I just stumbled over the same issue, but not because of unit-testing. I realised that the transactionId property of a dispatched action is modified after it was dispatched. This seems a bit odd, as actions should be considered immutable and all functions that process these actions (such as reducers) should be pure and not modify them. This is especially confusing when debugging using the dev tools. I thought that our application code was pushing optimistic actions with an incorrect id and searched for a bug in our code - until I found out that this is caused by the optimistic-ui itself. Is there a better, more transparent way to do this?

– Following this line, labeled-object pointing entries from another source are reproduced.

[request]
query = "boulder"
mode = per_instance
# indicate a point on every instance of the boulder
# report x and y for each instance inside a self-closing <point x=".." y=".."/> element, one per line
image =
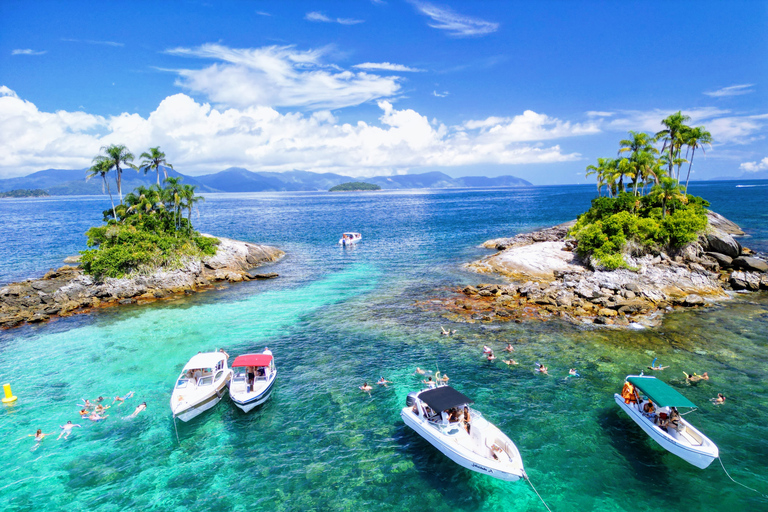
<point x="693" y="300"/>
<point x="724" y="244"/>
<point x="744" y="281"/>
<point x="721" y="259"/>
<point x="750" y="264"/>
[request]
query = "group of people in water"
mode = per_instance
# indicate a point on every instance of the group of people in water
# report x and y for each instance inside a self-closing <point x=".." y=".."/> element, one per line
<point x="93" y="411"/>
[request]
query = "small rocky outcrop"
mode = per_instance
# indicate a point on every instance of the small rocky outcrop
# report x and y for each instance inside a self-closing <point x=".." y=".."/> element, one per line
<point x="68" y="290"/>
<point x="548" y="279"/>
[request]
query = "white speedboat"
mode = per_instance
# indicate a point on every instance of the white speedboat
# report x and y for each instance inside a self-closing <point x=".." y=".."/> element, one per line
<point x="350" y="238"/>
<point x="200" y="385"/>
<point x="664" y="425"/>
<point x="253" y="379"/>
<point x="439" y="416"/>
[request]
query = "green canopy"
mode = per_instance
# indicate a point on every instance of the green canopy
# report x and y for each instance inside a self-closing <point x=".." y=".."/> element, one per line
<point x="660" y="393"/>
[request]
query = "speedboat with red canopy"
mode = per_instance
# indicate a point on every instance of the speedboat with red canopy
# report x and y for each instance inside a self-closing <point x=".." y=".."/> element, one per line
<point x="253" y="380"/>
<point x="201" y="384"/>
<point x="652" y="404"/>
<point x="443" y="417"/>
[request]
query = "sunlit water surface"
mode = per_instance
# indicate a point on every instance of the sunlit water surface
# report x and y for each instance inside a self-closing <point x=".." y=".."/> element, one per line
<point x="335" y="318"/>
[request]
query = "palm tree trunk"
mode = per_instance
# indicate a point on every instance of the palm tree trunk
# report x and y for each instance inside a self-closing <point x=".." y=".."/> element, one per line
<point x="114" y="214"/>
<point x="689" y="170"/>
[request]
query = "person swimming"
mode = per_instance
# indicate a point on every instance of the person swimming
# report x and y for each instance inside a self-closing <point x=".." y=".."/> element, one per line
<point x="67" y="429"/>
<point x="141" y="407"/>
<point x="120" y="400"/>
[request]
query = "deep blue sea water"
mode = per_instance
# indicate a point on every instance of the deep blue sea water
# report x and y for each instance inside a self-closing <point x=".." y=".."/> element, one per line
<point x="335" y="318"/>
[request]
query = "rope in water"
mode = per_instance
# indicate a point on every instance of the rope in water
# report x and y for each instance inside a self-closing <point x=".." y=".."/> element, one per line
<point x="734" y="481"/>
<point x="527" y="479"/>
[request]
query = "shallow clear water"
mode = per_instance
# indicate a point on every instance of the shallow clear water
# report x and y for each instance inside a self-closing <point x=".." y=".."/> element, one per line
<point x="336" y="318"/>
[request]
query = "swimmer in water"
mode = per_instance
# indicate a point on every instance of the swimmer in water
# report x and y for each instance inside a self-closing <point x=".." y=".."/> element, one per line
<point x="141" y="407"/>
<point x="39" y="436"/>
<point x="67" y="429"/>
<point x="123" y="399"/>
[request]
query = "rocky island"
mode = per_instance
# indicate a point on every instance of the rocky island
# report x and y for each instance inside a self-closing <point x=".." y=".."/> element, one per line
<point x="547" y="278"/>
<point x="629" y="258"/>
<point x="68" y="290"/>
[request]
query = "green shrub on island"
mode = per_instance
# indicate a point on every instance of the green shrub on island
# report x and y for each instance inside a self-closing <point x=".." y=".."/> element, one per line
<point x="149" y="232"/>
<point x="629" y="221"/>
<point x="23" y="192"/>
<point x="354" y="186"/>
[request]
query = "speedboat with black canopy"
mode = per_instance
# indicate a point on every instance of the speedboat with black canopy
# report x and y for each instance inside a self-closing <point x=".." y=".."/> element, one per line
<point x="201" y="385"/>
<point x="653" y="405"/>
<point x="253" y="379"/>
<point x="443" y="417"/>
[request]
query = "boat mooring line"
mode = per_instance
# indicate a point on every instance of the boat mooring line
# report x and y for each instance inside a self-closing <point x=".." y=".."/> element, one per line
<point x="527" y="479"/>
<point x="734" y="481"/>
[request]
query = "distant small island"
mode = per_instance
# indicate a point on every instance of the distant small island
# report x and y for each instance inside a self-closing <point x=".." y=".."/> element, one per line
<point x="354" y="186"/>
<point x="23" y="192"/>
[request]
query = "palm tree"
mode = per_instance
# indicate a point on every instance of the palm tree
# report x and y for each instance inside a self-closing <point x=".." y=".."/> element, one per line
<point x="172" y="197"/>
<point x="117" y="154"/>
<point x="667" y="190"/>
<point x="672" y="136"/>
<point x="696" y="138"/>
<point x="101" y="168"/>
<point x="190" y="200"/>
<point x="153" y="161"/>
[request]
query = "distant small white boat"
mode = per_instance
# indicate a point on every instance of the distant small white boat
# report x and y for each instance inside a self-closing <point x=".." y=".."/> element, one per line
<point x="202" y="383"/>
<point x="664" y="425"/>
<point x="350" y="238"/>
<point x="438" y="416"/>
<point x="253" y="379"/>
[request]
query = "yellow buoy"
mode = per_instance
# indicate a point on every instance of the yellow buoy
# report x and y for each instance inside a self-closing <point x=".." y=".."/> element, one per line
<point x="9" y="398"/>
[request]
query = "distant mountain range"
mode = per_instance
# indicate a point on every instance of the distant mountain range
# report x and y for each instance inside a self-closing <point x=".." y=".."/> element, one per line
<point x="237" y="179"/>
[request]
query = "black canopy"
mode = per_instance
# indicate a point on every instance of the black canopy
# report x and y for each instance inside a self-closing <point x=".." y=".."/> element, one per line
<point x="443" y="398"/>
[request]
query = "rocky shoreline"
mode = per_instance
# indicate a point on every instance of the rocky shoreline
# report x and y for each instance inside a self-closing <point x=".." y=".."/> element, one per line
<point x="548" y="279"/>
<point x="67" y="290"/>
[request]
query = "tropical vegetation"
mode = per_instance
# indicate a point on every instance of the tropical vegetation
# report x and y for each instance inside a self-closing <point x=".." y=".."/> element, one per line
<point x="354" y="186"/>
<point x="645" y="209"/>
<point x="150" y="228"/>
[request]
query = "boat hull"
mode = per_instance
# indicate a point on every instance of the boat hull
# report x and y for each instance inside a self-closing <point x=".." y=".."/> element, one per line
<point x="186" y="410"/>
<point x="458" y="454"/>
<point x="248" y="401"/>
<point x="700" y="457"/>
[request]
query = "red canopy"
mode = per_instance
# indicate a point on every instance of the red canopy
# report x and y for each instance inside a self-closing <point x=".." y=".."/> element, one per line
<point x="252" y="360"/>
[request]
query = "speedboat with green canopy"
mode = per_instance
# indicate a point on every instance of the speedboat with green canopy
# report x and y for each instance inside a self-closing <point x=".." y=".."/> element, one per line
<point x="443" y="417"/>
<point x="653" y="405"/>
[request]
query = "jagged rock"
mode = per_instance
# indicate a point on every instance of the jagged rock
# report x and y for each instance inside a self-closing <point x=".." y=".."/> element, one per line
<point x="722" y="260"/>
<point x="744" y="280"/>
<point x="724" y="244"/>
<point x="750" y="264"/>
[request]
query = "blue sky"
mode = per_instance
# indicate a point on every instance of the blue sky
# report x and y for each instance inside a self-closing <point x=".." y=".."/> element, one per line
<point x="538" y="90"/>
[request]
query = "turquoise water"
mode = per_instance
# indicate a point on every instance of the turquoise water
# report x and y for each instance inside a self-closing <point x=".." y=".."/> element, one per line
<point x="336" y="318"/>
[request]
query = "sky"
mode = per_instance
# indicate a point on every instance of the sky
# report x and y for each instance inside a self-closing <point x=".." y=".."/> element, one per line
<point x="534" y="89"/>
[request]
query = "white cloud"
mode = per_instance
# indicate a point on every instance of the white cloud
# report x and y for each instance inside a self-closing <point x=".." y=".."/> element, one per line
<point x="386" y="66"/>
<point x="733" y="90"/>
<point x="199" y="139"/>
<point x="279" y="76"/>
<point x="528" y="127"/>
<point x="455" y="24"/>
<point x="322" y="18"/>
<point x="762" y="165"/>
<point x="27" y="51"/>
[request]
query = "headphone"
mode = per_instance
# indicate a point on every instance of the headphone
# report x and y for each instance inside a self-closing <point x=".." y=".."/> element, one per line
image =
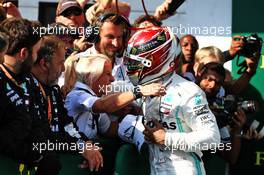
<point x="94" y="35"/>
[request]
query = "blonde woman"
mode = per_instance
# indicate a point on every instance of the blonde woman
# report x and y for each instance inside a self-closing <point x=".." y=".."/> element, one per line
<point x="87" y="78"/>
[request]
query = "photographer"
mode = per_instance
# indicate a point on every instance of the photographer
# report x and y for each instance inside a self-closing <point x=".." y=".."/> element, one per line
<point x="230" y="124"/>
<point x="250" y="48"/>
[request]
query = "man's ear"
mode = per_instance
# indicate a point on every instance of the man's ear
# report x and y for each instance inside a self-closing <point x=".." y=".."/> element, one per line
<point x="23" y="54"/>
<point x="196" y="68"/>
<point x="43" y="65"/>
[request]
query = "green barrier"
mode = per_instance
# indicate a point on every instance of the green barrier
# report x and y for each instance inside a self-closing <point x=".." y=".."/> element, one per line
<point x="130" y="162"/>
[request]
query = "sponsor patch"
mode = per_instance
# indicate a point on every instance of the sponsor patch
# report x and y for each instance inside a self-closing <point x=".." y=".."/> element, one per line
<point x="203" y="109"/>
<point x="197" y="99"/>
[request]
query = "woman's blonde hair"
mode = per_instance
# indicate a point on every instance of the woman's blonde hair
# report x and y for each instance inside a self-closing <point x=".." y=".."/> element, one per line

Maybe adding a ignore flag or something like that?

mattkrick commented 8 years ago

@ChristophVitz-Actano Your actions are yours, and they are immutable: https://github.com/mattkrick/redux-optimistic-ui/blob/master/src/index.js#L48-L51. If you want to store them for troubleshooting feel free to do so, but again, I'd caution that you should treat 3rd party packages as a black box (although it's great to understand what's inside!). Test the inputs, test the outputs, don't worry about how those results are achieved, because in the future, the how may change.

See how it's done in the tests: https://github.com/mattkrick/redux-optimistic-ui/blob/master/__tests__/index-tests.js.

ChristophVitz-ItSonix commented 8 years ago

I was referring to this line https://github.com/mattkrick/redux-optimistic-ui/blob/master/src/index.js#L126. The actions are modified in this place and the redux-devtools actually shows the modified actions (with an explicit transactionId property that has the value undefiend).

This also causes buggy behaviour when using the devtools to disable and then re-enable a reverting operation. In this case the revert is not applied anymore and the original (optimistic) change is applied to the store data.